URLHaus feature could be disabled in its entirety by setting the configuration option check_url to false.

It is important to note that this feature could slow scanning considering the huge number of malicious urls (~ 130 million entries at the time of this writing) that need to be checked, and the time it takes to get extra information from the URLHaus server (if the option check_url_api is set to true).

Files and Folders Structures

  1. \cl_sites
    • this is where the list of sites to be visited or crawled is stored.
    • supports multiple files and directories.
  2. \crawled
    • where all crawled/spidered URLs are saved to a text file.
  3. \certs
    • where all domains/sites digital certificates are stored (in .der format).
  4. \results
    • where visited websites are saved.
  5. \pg_cache
    • program cache for sites that are not part of the spider functionality.
  6. \cl_cache
    • crawler cache for sites that are part of the spider functionality.
  7. \yara_rules
    • this is where all Yara rules are stored. All rules that exist in this directory will be loaded by the engine, parsed, validated, and evaluated before execution.
  8. cl_config.ini
    • this file contains all the configuration parameters that can be adjusted to influence the behavior of the framework.
  9. cl_mlog_<current_date><current_time><(pm|am)>.csv
    • log file that contains a plethora of information about visited websites
    • date, time, the status of Yara scanning, list of fired Yara rules with the offsets and lengths of each of the matches, id, URL, HTTP status code, connection status, HTTP headers, page size, the path to a saved page on disk, and other columns related to URLHaus results.
    • file name is unique per session.
  10. cl_offl_mlog_<current_date><current_time><(pm|am)>.csv
    • log file that contains information about files scanned offline.
    • list of fired Yara rules with the offsets and lengths of the matches, and path to a saved page on disk.
    • file name is unique per session.
  11. cl_certs_<current_date><current_time><(pm|am)>.csv
    • log file that contains a plethora of information about found digital certificates
  12. \expanded\exp_subdomain_<pm|am>.txt
    • contains discovered subdomains (part of the [site] section)
  13. \expanded\exp_tld_<pm|am>.txt
    • contains discovered domains (part of the [site] section)

Configuration File (cl_config.ini)

It is very important that you familiarize yourself with the configuration file cl_config.ini before running any session. All of the sections and parameters are documented in the configuration file itself.
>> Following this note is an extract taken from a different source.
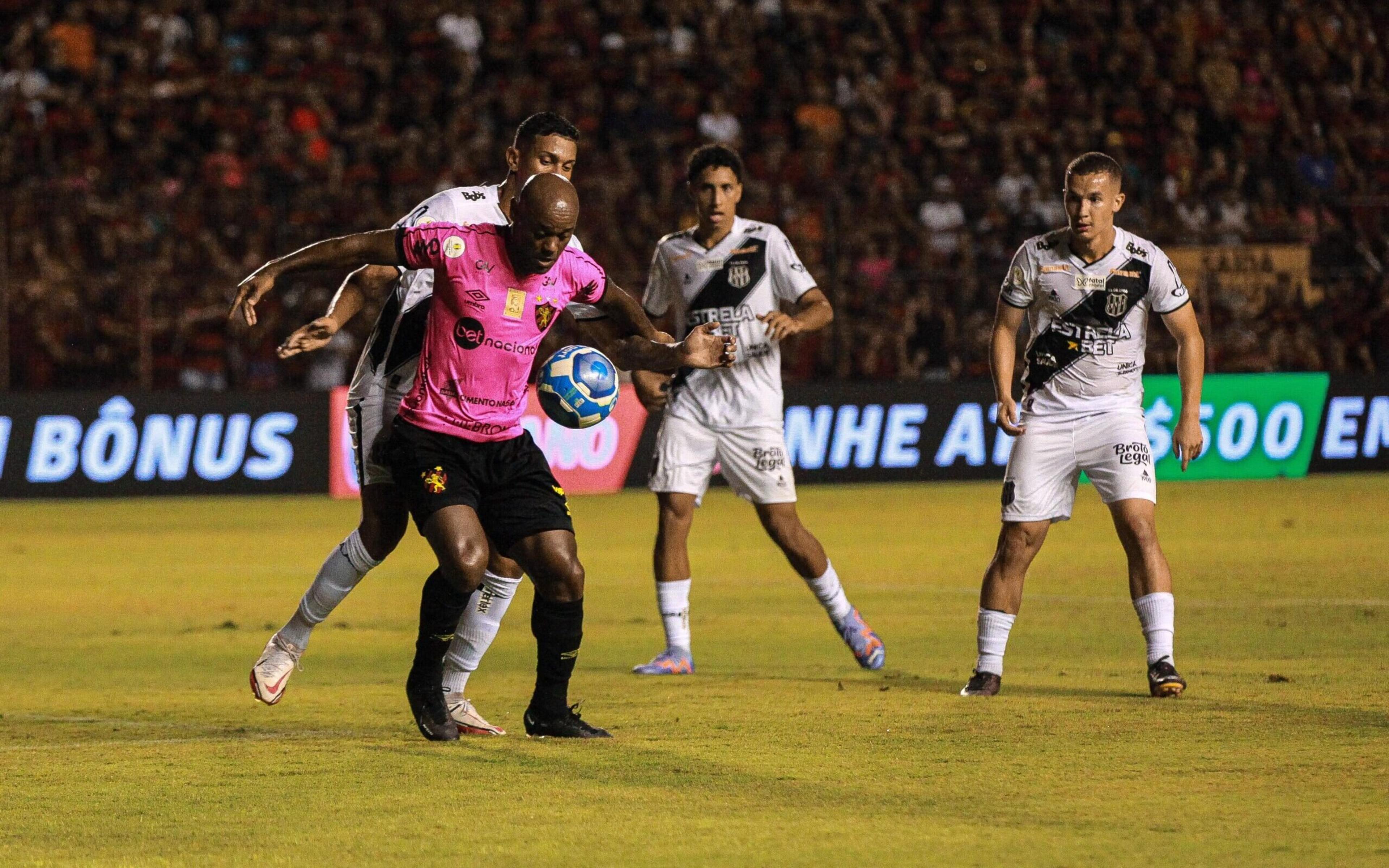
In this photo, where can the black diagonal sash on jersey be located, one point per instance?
(1053, 352)
(410, 335)
(729, 286)
(381, 332)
The Yara offline scanning feature is a standalone option, meaning, if enabled, Crawlector will execute this feature only irrespective of other enabled features. And, the same is true for the crawling for domains/sites digital certificate feature. Either way, it is recommended that you disable all non-used features in the configuration file.

  • Depending on the configuration settings (log_to_file or log_to_cons), if a Yara rule references only a module's attributes (ex., PE, ELF, Hash, etc...), then Crawlector will display only the rule's name upon a match, excluding offset and length data.

Sites Format Pattern

To visit/scan a website, the list of URLs must be stored in text files, in the directory β€œcl_sites”.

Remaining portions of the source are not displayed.